La sodomie est ici davantage une provocation, qu'un fantasme. Milo Manara cherchait à repousser les limites, toujours plus loin. D'ailleurs, Albin Michel finira par censurer six planches.

En 1983, la BD érotique et même les films X étaient encore quelque chose de neuf. Il n'y avait pas encore de codes, d'esthétique... Milo Manara (se) cherchait donc. Dans "l'épisode urbain" du Déclic, on trouve une esthétique de fumetto : grosses voitures, manoirs... C'est presque du pro-Marc Dorcel !

Il n'est jamais précisé dans quel pays se passe l'action.

L'édition anniversaire, propose les deux versions du Déclic : noir et blanc et couleur.

Milo Manara dessinait en noir et blanc. Playmen voulu des planches en couleurs. Le dessinateur était alors en plein trek dans le sous-continent Indien. Faute de table lumineuse, il confia la couleur à des tiers, d'après des indications sur les planches (rappelons aux plus jeunes qu'en 1983, il n'y avait pas encore de visioconférences...)
Par la suite, L'écho des savanes publia les planches, mais les Français décidèrent de revenir au noir et blanc.

Personnellement, je trouve la version couleur trop criarde. Alors qu'en noir et blanc, on dirait presque une production de l'Association !

Le déclic n'a pas vraiment de scénario. C'est un enchainement d'historiettes : Claudia se rend dans un endroit, l'affreux docteur la suit (NDLA : il n'est jamais à son cabinet ?), il active le boitier et l'héroïne a envie d'être sodomisée.

Outre l'héroïne, Manara développa d'autres personnages récurrents.
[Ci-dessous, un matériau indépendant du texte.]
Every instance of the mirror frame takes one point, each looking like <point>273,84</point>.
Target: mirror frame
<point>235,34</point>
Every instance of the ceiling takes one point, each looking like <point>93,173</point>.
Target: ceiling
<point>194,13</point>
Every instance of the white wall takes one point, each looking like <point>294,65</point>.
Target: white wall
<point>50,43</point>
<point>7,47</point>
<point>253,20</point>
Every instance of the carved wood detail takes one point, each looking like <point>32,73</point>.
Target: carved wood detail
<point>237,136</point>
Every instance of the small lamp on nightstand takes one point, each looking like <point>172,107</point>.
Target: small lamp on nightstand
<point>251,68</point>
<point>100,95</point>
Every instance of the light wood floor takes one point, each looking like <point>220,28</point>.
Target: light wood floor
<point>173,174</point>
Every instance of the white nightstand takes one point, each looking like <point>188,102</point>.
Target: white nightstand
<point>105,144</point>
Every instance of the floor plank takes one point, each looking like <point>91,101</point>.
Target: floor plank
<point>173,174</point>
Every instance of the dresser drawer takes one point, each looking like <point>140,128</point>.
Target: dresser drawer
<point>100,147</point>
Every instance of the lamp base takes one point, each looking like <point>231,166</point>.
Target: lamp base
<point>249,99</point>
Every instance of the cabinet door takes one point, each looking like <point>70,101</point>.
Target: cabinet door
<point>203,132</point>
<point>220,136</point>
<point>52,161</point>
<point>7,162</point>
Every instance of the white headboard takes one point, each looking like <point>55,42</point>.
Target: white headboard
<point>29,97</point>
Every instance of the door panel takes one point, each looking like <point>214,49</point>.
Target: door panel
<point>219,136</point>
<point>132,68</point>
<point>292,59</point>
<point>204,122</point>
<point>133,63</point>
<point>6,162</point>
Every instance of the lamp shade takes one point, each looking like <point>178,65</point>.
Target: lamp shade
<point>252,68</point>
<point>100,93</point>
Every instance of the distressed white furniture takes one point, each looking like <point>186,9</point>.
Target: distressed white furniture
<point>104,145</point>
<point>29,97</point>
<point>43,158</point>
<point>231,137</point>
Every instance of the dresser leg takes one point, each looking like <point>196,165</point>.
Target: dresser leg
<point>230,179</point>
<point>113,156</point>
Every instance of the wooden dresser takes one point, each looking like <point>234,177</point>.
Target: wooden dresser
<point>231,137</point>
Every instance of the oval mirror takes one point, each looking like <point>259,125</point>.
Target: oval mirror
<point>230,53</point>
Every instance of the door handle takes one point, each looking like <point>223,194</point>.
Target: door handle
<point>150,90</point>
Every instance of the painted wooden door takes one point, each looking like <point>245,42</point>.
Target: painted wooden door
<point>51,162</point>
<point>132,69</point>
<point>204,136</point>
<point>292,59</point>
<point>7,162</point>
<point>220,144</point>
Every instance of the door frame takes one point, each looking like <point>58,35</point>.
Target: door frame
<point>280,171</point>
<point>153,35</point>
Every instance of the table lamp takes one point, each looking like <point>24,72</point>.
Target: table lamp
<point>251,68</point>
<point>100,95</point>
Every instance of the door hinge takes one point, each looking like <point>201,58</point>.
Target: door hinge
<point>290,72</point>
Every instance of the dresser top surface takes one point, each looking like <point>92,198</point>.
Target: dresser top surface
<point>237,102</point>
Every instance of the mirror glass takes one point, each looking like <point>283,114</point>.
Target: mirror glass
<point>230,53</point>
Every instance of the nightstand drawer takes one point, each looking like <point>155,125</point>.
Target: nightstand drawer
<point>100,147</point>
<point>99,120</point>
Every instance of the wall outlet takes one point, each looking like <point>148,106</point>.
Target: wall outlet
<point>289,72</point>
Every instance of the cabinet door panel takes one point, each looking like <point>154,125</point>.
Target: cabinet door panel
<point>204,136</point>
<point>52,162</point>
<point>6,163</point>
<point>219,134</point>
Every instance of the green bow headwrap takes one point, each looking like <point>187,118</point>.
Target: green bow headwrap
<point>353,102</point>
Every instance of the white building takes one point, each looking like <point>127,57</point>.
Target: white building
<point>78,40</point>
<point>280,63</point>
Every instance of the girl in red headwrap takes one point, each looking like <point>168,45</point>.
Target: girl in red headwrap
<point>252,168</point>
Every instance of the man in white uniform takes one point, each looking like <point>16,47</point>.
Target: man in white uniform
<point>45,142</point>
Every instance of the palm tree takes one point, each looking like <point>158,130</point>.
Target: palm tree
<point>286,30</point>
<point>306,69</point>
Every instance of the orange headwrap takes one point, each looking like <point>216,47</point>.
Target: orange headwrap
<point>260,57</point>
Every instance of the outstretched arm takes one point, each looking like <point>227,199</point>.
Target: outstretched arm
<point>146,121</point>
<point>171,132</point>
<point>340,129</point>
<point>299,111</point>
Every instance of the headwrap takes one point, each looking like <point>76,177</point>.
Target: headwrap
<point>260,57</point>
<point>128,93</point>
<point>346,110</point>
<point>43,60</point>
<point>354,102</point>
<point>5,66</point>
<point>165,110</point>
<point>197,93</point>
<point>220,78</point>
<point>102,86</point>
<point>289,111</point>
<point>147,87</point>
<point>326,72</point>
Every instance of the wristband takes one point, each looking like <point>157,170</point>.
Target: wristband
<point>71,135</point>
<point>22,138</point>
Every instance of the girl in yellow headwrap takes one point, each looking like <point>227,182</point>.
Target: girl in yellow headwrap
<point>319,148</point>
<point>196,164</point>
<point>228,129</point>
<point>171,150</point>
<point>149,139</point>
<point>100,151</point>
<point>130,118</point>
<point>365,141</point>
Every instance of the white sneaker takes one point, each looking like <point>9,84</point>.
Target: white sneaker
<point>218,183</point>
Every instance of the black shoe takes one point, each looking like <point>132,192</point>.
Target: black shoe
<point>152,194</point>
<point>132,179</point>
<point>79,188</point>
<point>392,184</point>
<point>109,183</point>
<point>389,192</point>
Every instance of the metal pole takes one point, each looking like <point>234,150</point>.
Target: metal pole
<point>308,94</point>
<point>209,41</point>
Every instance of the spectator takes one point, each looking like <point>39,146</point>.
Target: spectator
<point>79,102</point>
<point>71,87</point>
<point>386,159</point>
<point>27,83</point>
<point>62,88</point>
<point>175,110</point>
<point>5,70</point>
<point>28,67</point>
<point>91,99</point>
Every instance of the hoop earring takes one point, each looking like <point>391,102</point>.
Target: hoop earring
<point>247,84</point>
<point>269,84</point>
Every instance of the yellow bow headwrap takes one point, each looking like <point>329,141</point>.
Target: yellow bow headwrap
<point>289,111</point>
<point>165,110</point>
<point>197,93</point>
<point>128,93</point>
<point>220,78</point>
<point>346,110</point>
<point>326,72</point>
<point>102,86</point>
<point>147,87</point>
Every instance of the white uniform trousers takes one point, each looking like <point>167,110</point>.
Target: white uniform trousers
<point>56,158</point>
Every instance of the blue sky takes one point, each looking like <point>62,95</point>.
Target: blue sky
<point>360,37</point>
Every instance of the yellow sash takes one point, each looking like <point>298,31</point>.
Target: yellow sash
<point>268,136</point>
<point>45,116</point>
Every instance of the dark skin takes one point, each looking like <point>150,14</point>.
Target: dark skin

On commence par le mari. Cocu naïf, voire benêt, il a toujours un métro de retard. Pire : ses idées ne font qu'empirer la situation de sa femme.

Autre figure habituelle : l'ecclésiaste pervers.

De son éducation religieuse, Milo Manara garda une fine connaissance des récits biblique... Et une aversion pour le catholicisme. Lorsqu'il put enfin se lâcher, il voulu donc "bouffer du curé".

Lorsqu'Albin Michel voulu publier Le déclic, ils découvrirent qu'il n'y avait pas assez de planches. Milo Manara ajouta une séquence dans une île tropicale. Elle fut diffusée dans Playmen et L'écho des savanes, quelques mois après la séquence finale !

Après une scène sur la plage, Claudia fait face à un détective chargé de la chaperonner. L'héroïne est complètement en chaleur, mais il refuse ses avances. Il préfère la faire boire pour qu'elle reste tranquille !
Cet épisode semble issu d'un Giuseppe Bergman. D'autant plus que l'auteur travaillait alors sur un nouvel opus, alors qu'il pensait en avoir fini avec Le déclic...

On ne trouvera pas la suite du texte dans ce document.